President Thomas Jefferson and other US officials noted that a number of Meherrins migrated to New York with the Tuscarora: “…the Five Nations received the Tuscaroras into their confederacy, and made them the Sixth Nation. They received the Meherrins and Tuteloes also into their protection….” (Jefferson, Thomas. Notes on the State of Virginia: 1781).
In 1713 the Tuscarora (Akotaskarore) were given shelter and protection by the Haudenosaunee Confederacy . It was recorded that some of the Meherrin went North with the Tuscarora in 1713 when they were given shelter and protection.

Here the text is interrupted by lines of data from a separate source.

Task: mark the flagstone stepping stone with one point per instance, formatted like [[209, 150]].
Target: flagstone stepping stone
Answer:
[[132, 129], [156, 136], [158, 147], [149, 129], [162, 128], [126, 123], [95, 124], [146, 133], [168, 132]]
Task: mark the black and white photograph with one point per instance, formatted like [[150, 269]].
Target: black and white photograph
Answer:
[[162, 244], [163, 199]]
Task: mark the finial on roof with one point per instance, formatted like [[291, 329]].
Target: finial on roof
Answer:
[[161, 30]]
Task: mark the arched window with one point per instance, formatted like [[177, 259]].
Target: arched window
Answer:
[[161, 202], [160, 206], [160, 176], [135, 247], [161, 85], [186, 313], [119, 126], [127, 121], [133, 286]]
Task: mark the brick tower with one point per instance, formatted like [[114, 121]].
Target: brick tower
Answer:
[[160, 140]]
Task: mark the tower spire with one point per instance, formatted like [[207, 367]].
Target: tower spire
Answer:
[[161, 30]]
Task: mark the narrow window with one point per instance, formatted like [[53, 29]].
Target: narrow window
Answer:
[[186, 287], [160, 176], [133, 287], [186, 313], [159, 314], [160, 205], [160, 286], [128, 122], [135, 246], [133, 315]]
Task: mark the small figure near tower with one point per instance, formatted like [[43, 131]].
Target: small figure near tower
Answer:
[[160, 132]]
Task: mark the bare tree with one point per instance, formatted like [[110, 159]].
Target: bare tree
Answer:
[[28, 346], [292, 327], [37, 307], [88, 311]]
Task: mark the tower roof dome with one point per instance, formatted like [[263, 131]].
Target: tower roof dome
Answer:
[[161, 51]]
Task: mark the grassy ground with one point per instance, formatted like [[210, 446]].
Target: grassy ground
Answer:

In 1766 the Meherrin (Akawantcaka) were given shelter by the Haudenosaunee Confederacy.
In 1802 some of the Meherrin and Nottoway settled among the Haudenosaunee Confederacy.
Permission to use the following poster titled Six Nations and Others by the late Ray Fadden was given to the Meherrin Indian Tribe for educational purposes by the late John Fadden of the Six Nations Iroquois Cultural Center.

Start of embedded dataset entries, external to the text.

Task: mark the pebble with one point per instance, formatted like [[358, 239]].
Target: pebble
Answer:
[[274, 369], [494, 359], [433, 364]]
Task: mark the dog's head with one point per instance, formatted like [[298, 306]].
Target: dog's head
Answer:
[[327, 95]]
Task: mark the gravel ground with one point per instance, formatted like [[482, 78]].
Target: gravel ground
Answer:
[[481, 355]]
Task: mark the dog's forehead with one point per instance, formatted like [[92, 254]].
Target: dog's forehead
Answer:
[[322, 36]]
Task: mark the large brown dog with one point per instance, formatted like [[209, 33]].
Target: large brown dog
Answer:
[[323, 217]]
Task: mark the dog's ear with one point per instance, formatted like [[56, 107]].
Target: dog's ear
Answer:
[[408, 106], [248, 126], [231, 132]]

Hewitt mentions that 20 Meherrin (Akwenchaka) were incorporated with the Tuscarora in New York.
“Akawenchaka (Onondaga: A-ka-winch-ha-ka). -A small band that formerly lived in North Carolina, now numbering about 20 individuals, incorporated with the Tuscarora in New York. They are not regarded as true Tuscarora- Hewitt, Onondaga MS. B.A.E. 1888. (Hodge, Frederick Webb. Handbook of American Indians North of Mexico. University of Michigan. 1910. p 33)

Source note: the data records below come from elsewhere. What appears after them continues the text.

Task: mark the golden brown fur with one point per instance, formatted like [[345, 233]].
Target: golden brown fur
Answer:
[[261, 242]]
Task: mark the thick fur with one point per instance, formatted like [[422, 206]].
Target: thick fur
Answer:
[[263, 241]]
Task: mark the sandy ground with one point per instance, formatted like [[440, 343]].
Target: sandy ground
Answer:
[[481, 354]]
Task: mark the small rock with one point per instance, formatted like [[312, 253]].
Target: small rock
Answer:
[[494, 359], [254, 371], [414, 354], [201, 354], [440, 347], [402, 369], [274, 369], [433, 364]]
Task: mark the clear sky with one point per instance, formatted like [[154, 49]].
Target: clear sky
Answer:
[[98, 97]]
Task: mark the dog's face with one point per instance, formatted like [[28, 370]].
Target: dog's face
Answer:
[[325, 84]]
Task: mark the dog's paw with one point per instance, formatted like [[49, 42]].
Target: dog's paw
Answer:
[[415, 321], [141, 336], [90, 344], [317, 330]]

Some of the Meherrin migrated to Canada and Joined the Six Nations on the Grand River Reserve.
(Johnson’s Universal Cyclopedia: A.J. Johnson Company D. Appleton, A.J. Johnson, 1895)
John Collier was appointed as U.S. Commissioner of Indian Affairs (now called the Bureau of Indian Affairs) by Franklin Roosevelt in 1933, a position he held until 1945. During his time serving in this position he met with the Mohawk Council of Chiefs. At this time he was informed that the Meherrin were taken under the protection of the Six Nations Confederacy, Haudenosaunee.